Son dönemde ülkemize ilave kaynaklı girişi sağlayacak pek çok girişimde bulunduk. Bunların bir kısmı fiilen şu anda işliyor, bir kısmında prensipte anlaştık, mekanizmaları kuruyoruz, bir kısmında ise görüşme safhasındayız. Bir yandan fiyat artışlarını durduracak, diğer yandan milletimizin her kesiminin gelir kaybını telafi edecek çalışmaları tüm bu makro adımlarla destekleyerek programımızı uygulamayı sürdürüyoruz.
Dün açıkladığımız Toprak Mahsulleri Ofisimizin buğday ve arpa alım fiyatları çiftçilerimize verdiğimiz desteğin bir işaretidir.
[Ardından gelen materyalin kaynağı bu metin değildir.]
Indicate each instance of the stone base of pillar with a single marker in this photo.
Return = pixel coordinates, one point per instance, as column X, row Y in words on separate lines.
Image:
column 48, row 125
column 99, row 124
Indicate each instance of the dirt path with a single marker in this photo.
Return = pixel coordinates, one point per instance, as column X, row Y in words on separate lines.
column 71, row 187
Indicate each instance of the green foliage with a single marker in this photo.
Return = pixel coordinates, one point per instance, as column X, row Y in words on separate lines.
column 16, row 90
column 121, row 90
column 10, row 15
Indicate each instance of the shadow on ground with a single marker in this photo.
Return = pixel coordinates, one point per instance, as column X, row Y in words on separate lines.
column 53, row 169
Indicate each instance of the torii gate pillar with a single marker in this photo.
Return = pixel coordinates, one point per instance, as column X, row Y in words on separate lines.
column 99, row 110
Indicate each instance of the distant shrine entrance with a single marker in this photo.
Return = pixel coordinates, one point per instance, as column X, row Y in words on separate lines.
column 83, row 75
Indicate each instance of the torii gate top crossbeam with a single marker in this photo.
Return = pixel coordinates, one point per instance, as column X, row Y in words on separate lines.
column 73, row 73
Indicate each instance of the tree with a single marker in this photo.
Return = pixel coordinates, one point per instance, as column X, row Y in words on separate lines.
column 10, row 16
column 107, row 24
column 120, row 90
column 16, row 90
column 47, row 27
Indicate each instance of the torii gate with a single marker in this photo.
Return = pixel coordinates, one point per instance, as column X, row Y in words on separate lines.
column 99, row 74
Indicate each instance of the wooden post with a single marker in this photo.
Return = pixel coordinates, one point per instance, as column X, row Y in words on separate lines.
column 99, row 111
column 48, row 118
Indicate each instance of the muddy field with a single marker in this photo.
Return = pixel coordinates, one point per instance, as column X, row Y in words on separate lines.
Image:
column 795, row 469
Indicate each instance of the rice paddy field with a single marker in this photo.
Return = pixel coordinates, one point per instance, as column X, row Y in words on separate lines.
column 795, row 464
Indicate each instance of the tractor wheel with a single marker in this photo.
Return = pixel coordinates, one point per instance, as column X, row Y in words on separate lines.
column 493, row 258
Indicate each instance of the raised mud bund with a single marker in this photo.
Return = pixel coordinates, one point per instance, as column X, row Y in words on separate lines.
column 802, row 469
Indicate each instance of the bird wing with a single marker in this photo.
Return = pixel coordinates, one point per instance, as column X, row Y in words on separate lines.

Aynı şekilde biraz sonra detaylarını sizlerle paylaşacağım memurlarımızın tamamına teşmil ettiğimiz ek gösterge artışıyla çalışanı ve emeklisiyle tüm kamu görevlilerine verdiğimiz sözü tutuyoruz. Temmuz ayındaki enflasyon farkı artışlarıyla ücretlileri biraz daha rahatlatacağız. Yılbaşında ise tüm çalışanların durumlarını ekonomide gelinen noktaya uygun şekilde gözden geçirerek herkesin hakkını almasını temin edeceğiz.
Sosyal yardım şemsiyemizi genişleterek, destek miktarlarını güncelleyerek hiçbir vatandaşımızın mağduriyetine de izin vermeyeceğiz. İnsanı yaşat ki devlet yaşasın ilkesi bu zorlu dönemde de çalışmalarımızın merkezinde yer almayı sürdürecektir. Çalışmaları birlikte yürüttüğümüz Hazine ve Maliye Bakanımız ve ekonomi yönetimimizle beraber programımızı kararlılıkla uygulamaya devam edeceğiz. Sel önünden kütük kapma peşindeki fırsatçıların takdirini ise milletimize bırakıyoruz.'' dedi.